Monday, Dec. 27, 1982

"Missionaries know an Asia seldom seen by journalists," said Bangkok Bureau Chief David DeVoss after this week's cover story on Christian workers overseas had taken him into isolated areas of Borneo and northern Thailand. He witnessed a baptism in a water-buffalo wallow and followed a troupe of Thai students who perform the Nativity for peasants. Eugene Morse and his brother Robert, both missionaries, led DeVoss to a mountain village for a Thanksgiving feast of pork-fried cabbage. And on one cold evening DeVoss accompanied a missionary into a thatch-roofed house and heard him address a dozen squatting men until early morning.
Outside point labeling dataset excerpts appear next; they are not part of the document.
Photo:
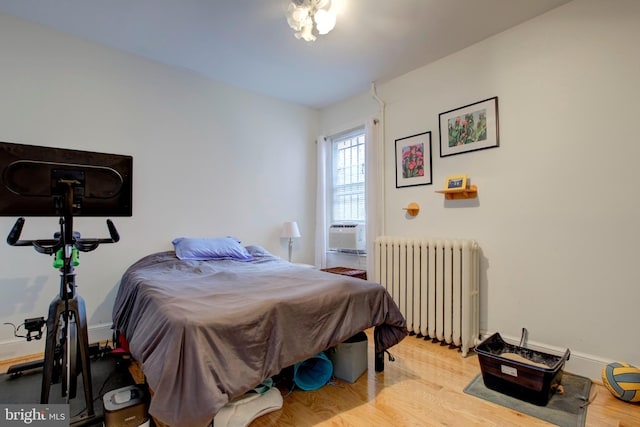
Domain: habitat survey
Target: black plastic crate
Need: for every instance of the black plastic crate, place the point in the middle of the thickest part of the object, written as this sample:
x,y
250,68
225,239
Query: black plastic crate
x,y
520,372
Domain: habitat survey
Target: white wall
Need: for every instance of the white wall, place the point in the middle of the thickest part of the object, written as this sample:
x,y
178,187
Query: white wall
x,y
557,214
209,160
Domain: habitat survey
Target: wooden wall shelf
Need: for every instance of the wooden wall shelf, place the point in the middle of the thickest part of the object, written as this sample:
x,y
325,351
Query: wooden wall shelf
x,y
470,193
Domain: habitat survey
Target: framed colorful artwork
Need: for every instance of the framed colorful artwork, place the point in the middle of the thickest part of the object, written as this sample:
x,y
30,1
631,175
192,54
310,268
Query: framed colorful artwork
x,y
413,160
469,128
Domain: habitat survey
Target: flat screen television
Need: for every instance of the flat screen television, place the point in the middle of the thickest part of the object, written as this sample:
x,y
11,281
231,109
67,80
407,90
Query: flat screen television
x,y
36,181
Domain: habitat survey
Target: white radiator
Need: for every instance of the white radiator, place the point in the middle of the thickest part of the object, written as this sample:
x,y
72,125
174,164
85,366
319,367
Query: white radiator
x,y
435,283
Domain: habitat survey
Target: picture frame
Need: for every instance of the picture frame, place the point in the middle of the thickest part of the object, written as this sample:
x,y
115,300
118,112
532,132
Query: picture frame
x,y
456,183
413,160
470,128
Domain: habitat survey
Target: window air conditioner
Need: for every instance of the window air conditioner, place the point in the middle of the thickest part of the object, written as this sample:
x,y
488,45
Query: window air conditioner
x,y
349,237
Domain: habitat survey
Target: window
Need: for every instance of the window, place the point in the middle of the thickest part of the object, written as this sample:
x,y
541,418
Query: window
x,y
347,200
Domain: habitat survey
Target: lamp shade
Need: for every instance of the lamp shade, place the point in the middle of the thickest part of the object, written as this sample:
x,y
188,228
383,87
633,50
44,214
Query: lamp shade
x,y
290,230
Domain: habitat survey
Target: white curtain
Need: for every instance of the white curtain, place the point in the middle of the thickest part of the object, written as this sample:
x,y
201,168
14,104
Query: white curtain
x,y
374,176
321,202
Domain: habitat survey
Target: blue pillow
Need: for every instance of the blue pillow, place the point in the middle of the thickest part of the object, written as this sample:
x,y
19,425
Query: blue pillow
x,y
210,248
258,251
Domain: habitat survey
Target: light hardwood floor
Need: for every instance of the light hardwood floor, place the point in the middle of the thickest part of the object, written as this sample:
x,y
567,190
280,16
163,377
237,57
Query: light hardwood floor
x,y
423,387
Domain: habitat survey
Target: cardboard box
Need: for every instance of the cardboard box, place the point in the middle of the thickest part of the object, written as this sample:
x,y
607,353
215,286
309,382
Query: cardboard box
x,y
350,358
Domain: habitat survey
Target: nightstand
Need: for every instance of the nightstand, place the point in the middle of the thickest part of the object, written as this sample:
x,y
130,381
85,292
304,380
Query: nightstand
x,y
347,271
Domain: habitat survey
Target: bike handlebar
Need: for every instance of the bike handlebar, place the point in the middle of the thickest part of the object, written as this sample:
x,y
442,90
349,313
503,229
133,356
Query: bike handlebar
x,y
51,246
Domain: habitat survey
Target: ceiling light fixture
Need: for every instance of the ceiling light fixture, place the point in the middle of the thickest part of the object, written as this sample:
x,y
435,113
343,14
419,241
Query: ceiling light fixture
x,y
310,18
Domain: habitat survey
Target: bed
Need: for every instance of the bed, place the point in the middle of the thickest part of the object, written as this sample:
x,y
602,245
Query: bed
x,y
208,329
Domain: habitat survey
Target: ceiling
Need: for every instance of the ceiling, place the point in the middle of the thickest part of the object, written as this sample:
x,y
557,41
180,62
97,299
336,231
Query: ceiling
x,y
247,43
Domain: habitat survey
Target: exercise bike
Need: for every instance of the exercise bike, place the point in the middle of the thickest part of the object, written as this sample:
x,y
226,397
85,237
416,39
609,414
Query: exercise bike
x,y
67,342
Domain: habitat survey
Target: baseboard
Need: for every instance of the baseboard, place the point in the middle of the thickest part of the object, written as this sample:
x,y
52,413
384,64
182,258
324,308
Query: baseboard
x,y
586,365
20,347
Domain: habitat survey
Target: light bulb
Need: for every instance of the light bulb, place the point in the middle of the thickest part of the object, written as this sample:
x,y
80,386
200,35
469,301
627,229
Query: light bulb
x,y
325,21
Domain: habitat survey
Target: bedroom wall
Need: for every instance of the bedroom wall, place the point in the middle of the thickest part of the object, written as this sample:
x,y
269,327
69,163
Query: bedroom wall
x,y
556,214
209,160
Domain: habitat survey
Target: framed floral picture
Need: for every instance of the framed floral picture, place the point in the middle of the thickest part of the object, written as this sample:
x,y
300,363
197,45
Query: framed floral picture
x,y
413,160
469,128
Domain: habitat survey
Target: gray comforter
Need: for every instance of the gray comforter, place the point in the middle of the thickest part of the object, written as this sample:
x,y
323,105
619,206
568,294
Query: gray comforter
x,y
208,331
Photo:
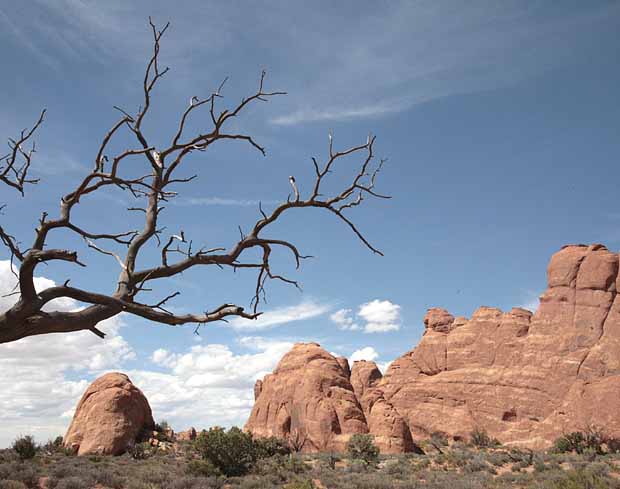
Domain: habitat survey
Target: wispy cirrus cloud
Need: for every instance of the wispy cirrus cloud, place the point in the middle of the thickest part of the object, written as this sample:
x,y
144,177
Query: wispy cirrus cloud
x,y
282,315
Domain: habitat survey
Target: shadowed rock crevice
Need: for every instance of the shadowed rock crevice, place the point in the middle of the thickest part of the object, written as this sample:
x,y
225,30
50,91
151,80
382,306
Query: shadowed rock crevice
x,y
523,377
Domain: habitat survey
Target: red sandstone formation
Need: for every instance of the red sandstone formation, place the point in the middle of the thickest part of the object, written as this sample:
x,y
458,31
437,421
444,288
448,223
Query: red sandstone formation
x,y
308,399
525,378
109,417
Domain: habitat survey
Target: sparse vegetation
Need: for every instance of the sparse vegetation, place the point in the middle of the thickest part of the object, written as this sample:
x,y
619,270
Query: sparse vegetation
x,y
268,464
480,439
25,447
362,447
232,451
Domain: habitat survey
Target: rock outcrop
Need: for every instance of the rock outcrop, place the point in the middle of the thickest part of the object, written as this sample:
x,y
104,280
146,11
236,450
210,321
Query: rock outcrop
x,y
109,417
309,400
525,378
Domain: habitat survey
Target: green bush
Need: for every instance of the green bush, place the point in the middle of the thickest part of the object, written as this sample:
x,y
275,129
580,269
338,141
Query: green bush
x,y
140,451
362,447
12,485
203,468
270,447
25,447
579,479
233,452
53,446
307,484
480,439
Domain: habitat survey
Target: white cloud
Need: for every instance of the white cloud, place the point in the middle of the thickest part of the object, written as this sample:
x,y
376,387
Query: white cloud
x,y
379,317
282,315
209,384
343,319
367,353
44,376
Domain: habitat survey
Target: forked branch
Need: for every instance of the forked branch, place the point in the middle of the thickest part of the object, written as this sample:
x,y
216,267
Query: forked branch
x,y
159,184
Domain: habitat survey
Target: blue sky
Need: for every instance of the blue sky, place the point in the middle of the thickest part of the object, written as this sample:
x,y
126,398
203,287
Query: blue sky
x,y
499,120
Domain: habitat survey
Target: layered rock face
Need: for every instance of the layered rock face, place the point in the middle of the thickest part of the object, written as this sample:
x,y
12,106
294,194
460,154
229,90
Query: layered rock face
x,y
309,400
109,417
525,378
Only when DeVoss was leaving did he discover that he had been sitting beneath a fetish shelf of bat wings and chicken feathers in the home of the village's demon priest. Indeed, the story threw many TIME correspondents into unsettling situations. After spending five weeks in Central and South America, sidestepping bushmasters, vampire bats, tarantulas and poisonous caterpillars, New York Correspondent James Wilde began to absorb some of a missionary's faith. Ten times his plane braved door-mat-size jungle airstrips, and ten times Wilde paled while local Christians prayed. Says he: "The missionaries' good luck, like their sense of fulfillment, is contagious. I have never met a group I liked more."
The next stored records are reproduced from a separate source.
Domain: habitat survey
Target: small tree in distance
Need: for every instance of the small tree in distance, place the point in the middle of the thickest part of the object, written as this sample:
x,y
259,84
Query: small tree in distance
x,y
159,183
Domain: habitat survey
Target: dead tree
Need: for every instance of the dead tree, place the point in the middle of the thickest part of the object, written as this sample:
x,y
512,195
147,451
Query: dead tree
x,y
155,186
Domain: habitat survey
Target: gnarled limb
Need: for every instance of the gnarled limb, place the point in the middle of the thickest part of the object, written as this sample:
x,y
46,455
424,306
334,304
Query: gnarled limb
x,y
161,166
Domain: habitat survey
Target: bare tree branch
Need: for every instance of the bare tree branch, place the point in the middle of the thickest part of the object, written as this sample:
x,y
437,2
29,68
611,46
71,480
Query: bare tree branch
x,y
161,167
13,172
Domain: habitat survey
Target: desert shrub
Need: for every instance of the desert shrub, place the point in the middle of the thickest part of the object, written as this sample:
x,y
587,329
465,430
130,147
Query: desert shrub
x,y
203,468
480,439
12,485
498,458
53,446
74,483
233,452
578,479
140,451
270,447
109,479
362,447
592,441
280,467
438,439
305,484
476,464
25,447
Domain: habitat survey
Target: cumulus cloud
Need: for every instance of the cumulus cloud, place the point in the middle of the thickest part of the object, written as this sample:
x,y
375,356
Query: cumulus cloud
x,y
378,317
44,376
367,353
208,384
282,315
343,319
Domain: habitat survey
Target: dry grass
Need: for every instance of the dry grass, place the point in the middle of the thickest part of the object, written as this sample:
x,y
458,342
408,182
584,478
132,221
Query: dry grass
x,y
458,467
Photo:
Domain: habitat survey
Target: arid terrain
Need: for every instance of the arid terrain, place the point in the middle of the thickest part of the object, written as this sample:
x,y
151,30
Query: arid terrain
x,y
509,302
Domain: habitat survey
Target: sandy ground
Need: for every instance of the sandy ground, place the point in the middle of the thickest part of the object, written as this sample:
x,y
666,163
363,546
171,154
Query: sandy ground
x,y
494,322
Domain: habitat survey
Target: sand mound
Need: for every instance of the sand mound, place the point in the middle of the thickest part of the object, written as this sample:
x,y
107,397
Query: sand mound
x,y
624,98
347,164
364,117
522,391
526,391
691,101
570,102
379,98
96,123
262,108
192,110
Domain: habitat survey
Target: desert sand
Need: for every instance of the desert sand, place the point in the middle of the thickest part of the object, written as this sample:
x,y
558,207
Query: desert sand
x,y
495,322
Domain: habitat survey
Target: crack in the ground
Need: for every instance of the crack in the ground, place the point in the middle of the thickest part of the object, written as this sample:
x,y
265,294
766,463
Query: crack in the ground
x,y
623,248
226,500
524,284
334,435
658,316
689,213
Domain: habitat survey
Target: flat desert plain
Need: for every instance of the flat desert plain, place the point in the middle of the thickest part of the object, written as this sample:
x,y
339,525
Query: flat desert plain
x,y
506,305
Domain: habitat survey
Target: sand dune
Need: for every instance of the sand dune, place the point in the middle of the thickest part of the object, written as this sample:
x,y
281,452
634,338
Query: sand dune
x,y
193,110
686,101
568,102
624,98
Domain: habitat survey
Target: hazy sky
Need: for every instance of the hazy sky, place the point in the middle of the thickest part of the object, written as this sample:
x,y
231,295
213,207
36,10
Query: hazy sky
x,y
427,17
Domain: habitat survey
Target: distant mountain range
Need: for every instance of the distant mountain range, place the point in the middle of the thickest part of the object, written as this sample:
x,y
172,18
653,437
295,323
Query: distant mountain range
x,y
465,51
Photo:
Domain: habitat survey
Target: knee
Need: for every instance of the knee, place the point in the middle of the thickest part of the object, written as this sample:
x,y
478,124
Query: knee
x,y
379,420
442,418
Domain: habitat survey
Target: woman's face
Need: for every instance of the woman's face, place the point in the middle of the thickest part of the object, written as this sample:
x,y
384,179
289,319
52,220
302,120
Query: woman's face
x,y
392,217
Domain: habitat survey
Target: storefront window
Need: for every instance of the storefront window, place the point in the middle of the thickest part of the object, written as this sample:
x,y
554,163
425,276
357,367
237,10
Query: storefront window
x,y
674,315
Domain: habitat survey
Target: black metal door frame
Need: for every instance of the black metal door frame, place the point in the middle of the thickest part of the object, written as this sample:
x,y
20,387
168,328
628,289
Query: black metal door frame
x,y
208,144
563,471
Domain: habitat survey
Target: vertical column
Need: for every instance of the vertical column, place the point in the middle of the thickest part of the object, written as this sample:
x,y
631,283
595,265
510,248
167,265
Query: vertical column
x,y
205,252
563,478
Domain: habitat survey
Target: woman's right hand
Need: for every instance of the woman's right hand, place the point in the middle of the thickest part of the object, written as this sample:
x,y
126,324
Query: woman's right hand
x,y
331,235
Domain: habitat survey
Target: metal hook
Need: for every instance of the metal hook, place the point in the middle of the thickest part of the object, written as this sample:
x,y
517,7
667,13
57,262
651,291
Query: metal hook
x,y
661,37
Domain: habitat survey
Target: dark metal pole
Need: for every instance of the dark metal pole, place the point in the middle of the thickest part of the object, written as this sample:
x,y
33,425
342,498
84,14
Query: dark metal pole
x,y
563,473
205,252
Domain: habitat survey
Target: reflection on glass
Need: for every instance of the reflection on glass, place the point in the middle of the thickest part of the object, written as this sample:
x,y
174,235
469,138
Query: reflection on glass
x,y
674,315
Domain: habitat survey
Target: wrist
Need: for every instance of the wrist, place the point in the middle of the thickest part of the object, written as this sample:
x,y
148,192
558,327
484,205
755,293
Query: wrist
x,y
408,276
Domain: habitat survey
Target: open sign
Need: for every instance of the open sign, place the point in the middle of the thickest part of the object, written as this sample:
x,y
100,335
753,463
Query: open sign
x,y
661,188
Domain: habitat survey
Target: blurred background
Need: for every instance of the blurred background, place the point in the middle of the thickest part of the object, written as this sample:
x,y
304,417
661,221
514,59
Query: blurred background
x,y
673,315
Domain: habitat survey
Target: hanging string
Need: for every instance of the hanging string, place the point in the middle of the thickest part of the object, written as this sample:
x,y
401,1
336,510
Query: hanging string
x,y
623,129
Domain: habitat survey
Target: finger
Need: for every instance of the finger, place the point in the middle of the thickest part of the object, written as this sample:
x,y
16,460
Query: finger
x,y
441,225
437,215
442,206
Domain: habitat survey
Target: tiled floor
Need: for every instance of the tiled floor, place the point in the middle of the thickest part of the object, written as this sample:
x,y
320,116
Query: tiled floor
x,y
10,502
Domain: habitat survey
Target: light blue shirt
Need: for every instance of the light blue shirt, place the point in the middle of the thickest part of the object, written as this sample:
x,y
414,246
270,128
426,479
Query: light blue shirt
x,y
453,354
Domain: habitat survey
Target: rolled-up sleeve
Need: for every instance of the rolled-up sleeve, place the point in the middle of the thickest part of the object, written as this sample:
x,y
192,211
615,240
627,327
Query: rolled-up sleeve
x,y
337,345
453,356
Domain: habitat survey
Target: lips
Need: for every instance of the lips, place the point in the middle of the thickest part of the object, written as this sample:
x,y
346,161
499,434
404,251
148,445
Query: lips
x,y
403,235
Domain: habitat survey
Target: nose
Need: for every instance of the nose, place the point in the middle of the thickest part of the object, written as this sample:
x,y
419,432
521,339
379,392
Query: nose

In Indonesia, Hong Kong Bureau Chief Sandra Burton watched a Mennonite missionary weigh bleating goats hung by their hoofs from a hook scale. And in the village of Mulia, in the untramped interior of Irian Jaya, the Indonesian half of New Guinea, she met Missionary Leon Dillinger, photographed for the cover by Roland Neveu.
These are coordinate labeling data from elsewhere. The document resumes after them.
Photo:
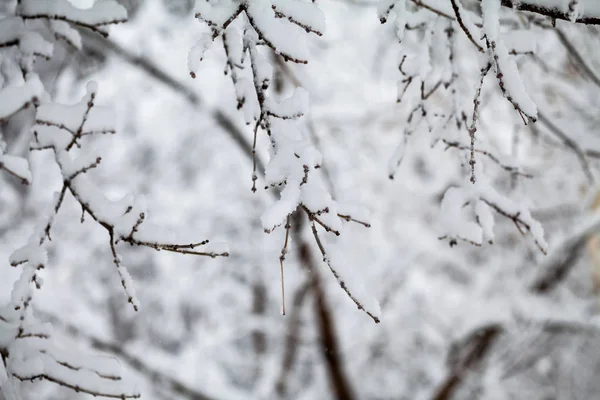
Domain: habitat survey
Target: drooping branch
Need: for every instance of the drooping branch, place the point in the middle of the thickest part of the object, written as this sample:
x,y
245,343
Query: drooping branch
x,y
554,12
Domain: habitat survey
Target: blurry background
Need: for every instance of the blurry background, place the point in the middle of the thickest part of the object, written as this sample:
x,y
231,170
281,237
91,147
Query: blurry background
x,y
457,323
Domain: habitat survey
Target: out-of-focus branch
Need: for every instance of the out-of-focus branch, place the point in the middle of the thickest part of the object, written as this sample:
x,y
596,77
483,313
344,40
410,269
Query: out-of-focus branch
x,y
474,349
292,340
152,374
577,57
478,344
562,260
538,7
105,45
470,353
570,143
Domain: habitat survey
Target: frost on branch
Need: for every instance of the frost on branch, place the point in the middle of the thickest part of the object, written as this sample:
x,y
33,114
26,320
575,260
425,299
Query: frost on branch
x,y
467,214
249,30
27,348
430,35
96,18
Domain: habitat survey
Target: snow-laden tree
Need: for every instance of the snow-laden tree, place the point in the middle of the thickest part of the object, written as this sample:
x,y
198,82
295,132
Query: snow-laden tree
x,y
495,101
29,31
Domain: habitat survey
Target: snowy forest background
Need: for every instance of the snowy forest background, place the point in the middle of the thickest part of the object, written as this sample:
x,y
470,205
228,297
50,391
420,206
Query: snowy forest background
x,y
484,290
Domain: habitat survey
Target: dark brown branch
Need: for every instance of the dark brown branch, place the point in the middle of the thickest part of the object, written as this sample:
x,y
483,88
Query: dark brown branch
x,y
577,57
328,338
153,375
459,19
552,12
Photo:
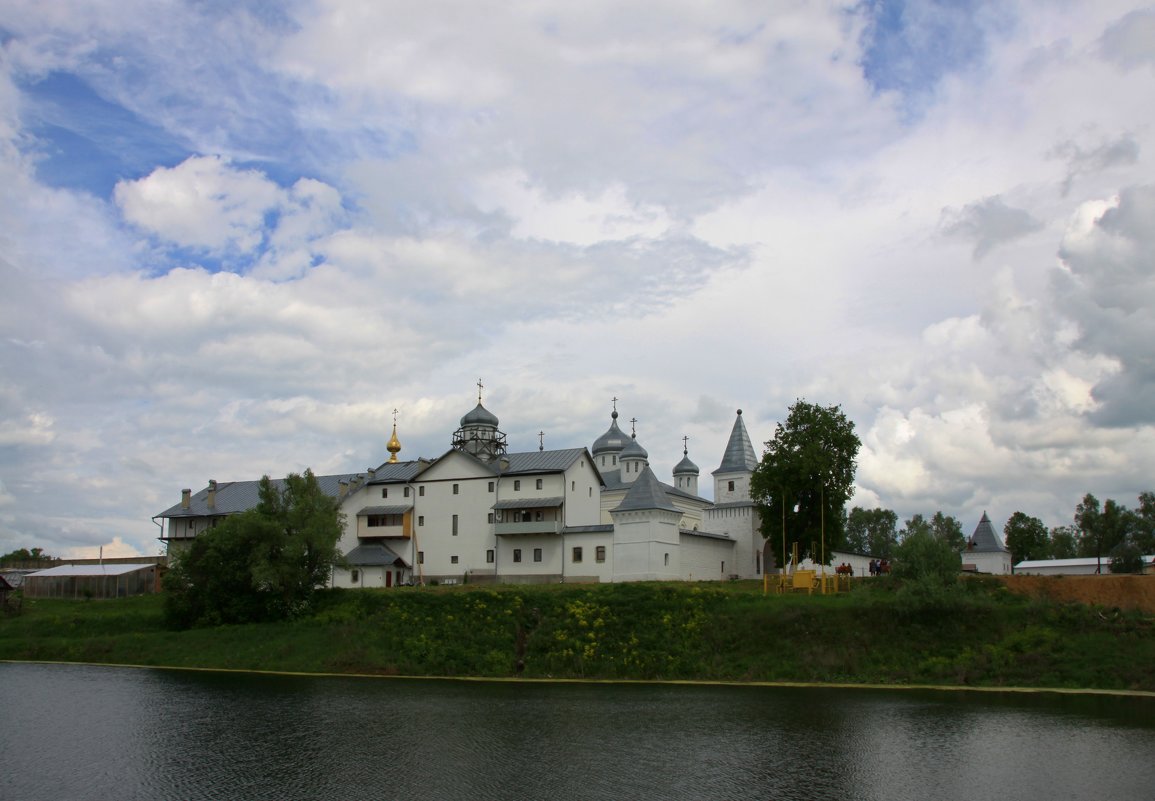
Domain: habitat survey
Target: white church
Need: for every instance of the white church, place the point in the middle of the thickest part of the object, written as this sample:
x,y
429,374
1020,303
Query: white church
x,y
479,514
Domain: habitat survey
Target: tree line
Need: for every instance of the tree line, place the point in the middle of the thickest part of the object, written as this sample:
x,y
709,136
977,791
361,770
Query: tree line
x,y
805,478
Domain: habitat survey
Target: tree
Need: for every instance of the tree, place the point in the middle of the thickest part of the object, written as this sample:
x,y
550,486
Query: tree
x,y
924,556
1026,538
948,529
1064,541
261,564
806,476
872,531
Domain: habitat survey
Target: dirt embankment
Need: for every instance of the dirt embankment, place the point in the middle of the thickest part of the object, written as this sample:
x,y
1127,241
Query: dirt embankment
x,y
1126,592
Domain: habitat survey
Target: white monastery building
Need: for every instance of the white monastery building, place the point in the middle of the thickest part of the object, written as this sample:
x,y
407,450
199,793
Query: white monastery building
x,y
482,514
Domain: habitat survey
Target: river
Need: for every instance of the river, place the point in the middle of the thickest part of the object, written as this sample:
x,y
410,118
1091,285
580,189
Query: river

Suffering from a mild spot of dysentery and a major dose of skepticism, New Delhi Bureau Chief Dean Brelis went to a fetid garbage collectors' dumping ground near Cairo to meet a saintly missionary, Sister Emmanuelle. "A reporter from TIME?" she asked. "What kind of joke is this?" Then she spotted the sloppily bandaged cut hand of Brelis' driver.

She instantly fetched her first-aid kit, cleaned the wound and applied a fresh bandage. Says Brelis: "Somehow, in her company, one thinks less of one's discomforts and more of other people's needs. The garbage collectors' world seemed a little less imperfect for her presence, and that, I think, is a miracle for this day and age."